Even if we get them set up with some form of HIPAA-compliant secure file transfer service I'm not sure how well it'll work because while I can train and work with the people at that practice, there's not much I can do about the people sending them charts. Best thing I've come up with so far as a quick fix is setting up inbound faxing on their VOIP system with a pool of inbound lines - speed is slower, but they can receive multiple at once and none of them are tying up the main fax line for 3+ hours at a time.
There are still many places that don't (can't) have high speed cable to use. Especially shipping carriers and sea ports, people just fax over and they'll have a hard copy of the message/notice.
Oddly enough, one of the drivers for building this was actually having to fax a signed doc for a background check (needed for an office lease) in early 2016. There are still a number of industries (for example, healthcare and insurance) where sometimes a fax is the fastest way to get the job done. Folks sometime just want to go with what works.
I'm in the middle of buying a flat, in Finland, and I had to fax my offer, such that they had a written record.
(Well to be fair I could have posted my offer, or persuaded somebody to drive me to the realtors office, but both would have taken more time - and time is important when multiple people are bidding upon a property.)
Sure, try to deal with anything government related in Germany and they almost always ask for faxes. They may use email, too, but the addresses are like an onion address and it's not possible to correctly remember/write down such an email address when hearing it over the wire...
I work for a large bank and we send tens of thousands a day, mostly automated trade confirmations due to outdated regulations. It'll still be around for a few years yet.
I was looking for some online fax services recently and stumbled upon another similar service Fax.to The main difference - in terms of pricing - I see is that Fax.to charges per page as a cost unit rather than Fax Rocket's 4 pages
In terms of pricing, we're not doing any country-level price discrimination: same rate, wherever you are sending to.

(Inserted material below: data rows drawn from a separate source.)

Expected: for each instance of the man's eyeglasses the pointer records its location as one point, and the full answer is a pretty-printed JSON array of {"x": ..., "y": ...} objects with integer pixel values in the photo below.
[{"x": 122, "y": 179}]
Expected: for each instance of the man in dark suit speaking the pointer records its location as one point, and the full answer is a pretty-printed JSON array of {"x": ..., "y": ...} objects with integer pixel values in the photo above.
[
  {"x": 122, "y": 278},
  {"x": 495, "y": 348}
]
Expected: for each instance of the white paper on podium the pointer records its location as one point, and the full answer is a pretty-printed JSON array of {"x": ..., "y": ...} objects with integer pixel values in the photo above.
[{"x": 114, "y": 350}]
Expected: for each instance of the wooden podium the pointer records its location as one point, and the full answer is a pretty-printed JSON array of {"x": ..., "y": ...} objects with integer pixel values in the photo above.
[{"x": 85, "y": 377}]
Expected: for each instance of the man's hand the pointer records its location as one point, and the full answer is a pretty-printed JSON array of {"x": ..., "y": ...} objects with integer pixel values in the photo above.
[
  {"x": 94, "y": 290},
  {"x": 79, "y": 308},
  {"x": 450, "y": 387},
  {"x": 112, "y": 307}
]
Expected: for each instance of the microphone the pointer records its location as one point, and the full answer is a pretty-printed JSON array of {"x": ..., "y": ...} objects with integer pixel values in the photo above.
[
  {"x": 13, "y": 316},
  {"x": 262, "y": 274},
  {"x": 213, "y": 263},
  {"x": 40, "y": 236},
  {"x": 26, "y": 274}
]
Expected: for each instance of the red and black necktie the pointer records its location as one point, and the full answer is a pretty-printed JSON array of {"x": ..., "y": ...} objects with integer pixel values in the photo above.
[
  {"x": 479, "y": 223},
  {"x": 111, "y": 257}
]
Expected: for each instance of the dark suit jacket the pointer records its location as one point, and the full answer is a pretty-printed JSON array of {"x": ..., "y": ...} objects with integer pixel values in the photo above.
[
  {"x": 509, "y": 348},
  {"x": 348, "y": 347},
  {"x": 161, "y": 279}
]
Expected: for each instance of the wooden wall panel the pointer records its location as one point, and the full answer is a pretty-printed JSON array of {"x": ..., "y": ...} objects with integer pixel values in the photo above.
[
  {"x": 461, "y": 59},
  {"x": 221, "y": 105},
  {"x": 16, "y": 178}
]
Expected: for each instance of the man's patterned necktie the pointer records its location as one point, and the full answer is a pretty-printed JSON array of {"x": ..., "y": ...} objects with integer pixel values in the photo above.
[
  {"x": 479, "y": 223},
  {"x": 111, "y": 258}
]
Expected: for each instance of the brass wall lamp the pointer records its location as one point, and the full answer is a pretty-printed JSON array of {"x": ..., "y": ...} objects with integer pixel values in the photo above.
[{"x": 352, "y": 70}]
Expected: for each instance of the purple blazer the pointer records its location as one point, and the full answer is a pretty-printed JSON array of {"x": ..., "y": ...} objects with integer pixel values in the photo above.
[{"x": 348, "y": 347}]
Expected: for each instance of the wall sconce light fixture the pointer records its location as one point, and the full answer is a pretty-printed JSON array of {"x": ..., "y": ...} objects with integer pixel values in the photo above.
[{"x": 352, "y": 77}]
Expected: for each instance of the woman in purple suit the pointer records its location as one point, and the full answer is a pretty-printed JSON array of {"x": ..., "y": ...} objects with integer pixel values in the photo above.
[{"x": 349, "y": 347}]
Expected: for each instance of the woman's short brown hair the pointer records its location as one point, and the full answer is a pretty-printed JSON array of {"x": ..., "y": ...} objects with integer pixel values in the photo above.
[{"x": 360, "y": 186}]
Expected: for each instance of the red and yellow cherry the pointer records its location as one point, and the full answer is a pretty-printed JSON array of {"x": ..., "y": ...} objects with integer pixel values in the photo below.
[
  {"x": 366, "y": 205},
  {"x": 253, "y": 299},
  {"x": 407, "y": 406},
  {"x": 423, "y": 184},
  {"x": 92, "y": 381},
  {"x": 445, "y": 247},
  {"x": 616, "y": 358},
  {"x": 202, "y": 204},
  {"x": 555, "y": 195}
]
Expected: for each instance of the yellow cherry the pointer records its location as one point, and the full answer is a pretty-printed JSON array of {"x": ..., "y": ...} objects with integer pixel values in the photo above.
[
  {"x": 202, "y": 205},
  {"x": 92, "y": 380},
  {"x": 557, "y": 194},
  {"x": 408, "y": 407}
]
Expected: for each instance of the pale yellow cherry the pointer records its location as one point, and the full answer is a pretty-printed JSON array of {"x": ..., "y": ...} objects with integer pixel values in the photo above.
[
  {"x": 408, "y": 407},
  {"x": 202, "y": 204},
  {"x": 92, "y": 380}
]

Send us an email (team@faxrocket.com) with what you'd like to see from an API? Haven't yet looked at building one, but happy to either see what we can do or point you at the right place if there's a better option.
FTSite: ''Simple, straightforward, pricing. $1 for the first four pages, $0.25 for each additional page.''
Twilio charges are generally under $0.25/min for outbound phone calls in the U.S. and $0.01/page for programmable fax. If you choose not to opt for Twilio Fax API, lambda function to encode and send the fax is a fraction of a penny instead. So there's probably some room for profit margin either way.
While this service is pretty clear in that you just pay for each fax, one could easily imagine a free service that collected fax machine phone numbers and then later begins sending lots of fax spam.
Many years ago a company kept waking me up in the middle of the night with repeated attempts to deliver junk faxes to my home number. That inspired me to figure out how to use some fax software with my faxmodem (see, many years ago) to capture one of them. They became keen on getting me off their list when I asked for damages under the junk fax law.
It’s pay per use. Most fax services require you to have an account, which is really heavyweight for most people who really only have to send a fax a few times a year (if at all).
Generally it's considered a faux pas (and downvoted) to advertise on other users' Show HN.
HN doesn't have an anti-commercial position like other forums, but competition on Show HNs is heavily frowned upon, since we're supposed to be celebrating the user's initiative and effort, not just look at a product.
Best way to do this is wait a few weeks then post your own service :) People will then automatically begin discussing yours versus another one that was posted recently, etc.